Background: Comparative genomics is a powerful approach for studying variation in physiological traits as well as the evolution and ecology of microorganisms. Recent technological advances have enabled sequencing large numbers of related genomes in a single project, requiring computational tools for their integrated analysis. In particular, accurate annotations and identification of gene presence and absence are critical for understanding and modeling the cellular physiology of newly sequenced genomes.

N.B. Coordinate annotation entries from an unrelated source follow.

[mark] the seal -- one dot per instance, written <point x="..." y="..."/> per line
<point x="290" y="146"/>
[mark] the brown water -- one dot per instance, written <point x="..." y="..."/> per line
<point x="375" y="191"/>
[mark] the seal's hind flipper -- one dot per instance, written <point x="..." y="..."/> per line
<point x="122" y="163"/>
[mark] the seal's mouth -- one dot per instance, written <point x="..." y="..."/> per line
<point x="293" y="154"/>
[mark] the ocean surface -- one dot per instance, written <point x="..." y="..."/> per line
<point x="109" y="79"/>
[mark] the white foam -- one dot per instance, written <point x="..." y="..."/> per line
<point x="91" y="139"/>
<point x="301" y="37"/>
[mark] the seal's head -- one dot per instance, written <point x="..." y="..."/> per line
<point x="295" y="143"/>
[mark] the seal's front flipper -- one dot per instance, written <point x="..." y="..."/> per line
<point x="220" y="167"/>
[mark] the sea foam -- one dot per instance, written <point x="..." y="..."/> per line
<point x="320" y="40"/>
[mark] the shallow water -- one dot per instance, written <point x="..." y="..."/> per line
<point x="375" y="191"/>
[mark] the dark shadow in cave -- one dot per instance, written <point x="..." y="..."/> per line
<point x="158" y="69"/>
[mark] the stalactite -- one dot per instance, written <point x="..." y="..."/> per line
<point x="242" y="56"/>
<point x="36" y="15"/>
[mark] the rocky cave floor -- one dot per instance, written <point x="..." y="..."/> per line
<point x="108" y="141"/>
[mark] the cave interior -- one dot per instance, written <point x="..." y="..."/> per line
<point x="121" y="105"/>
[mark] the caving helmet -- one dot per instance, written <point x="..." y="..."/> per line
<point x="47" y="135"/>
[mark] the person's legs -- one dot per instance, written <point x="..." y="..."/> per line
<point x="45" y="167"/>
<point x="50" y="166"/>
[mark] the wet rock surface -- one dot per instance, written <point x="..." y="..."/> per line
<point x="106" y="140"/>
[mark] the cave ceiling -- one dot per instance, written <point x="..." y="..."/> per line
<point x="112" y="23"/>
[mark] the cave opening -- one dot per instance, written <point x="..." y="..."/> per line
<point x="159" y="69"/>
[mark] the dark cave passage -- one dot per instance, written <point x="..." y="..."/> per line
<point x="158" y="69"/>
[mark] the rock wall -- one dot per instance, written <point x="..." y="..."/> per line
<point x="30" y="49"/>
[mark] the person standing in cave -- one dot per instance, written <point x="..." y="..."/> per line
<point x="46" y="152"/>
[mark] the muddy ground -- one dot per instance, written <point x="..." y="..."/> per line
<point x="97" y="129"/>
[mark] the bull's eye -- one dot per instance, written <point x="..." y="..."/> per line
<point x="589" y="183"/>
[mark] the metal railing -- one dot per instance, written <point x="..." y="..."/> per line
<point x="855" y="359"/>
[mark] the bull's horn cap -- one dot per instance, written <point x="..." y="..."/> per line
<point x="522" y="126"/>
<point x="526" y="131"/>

Although many tools are available to compare the gene contents of related genomes, new tools are necessary to enable close examination and curation of protein families from large numbers of closely related organisms, to integrate curation with the analysis of gain and loss, and to generate metabolic networks linking the annotations to observed phenotypes.
Results: We have developed ITEP, an Integrated Toolkit for Exploration of microbial Pan-genomes, to curate protein families, compute similarities to externally-defined domains, analyze gene gain and loss, and generate draft metabolic networks from one or more curated reference network reconstructions in groups of related microbial species among which the combination of core and variable genes constitute the their "pan-genomes". The ITEP toolkit consists of: (1) a series of modular command-line scripts for identification, comparison, curation, and analysis of protein families and their distribution across many genomes; (2) a set of Python libraries for programmatic access to the same data; and (3) pre-packaged scripts to perform common analysis workflows on a collection of genomes. ITEP's capabilities include de novo protein family prediction, ortholog detection, analysis of functional domains, identification of core and variable genes and gene regions, sequence alignments and tree generation, annotation curation, and the integration of cross-genome analysis and metabolic networks for study of metabolic network evolution.
Conclusions: ITEP is a powerful, flexible toolkit for generation and curation of protein families. ITEP's modular design allows for straightforward extension as analysis methods and tools evolve. By integrating comparative genomics with the development of draft metabolic networks, ITEP harnesses the power of comparative genomics to build confidence in links between genotype and phenotype and helps disambiguate gene annotations when they are evaluated in both evolutionary and metabolic network contexts.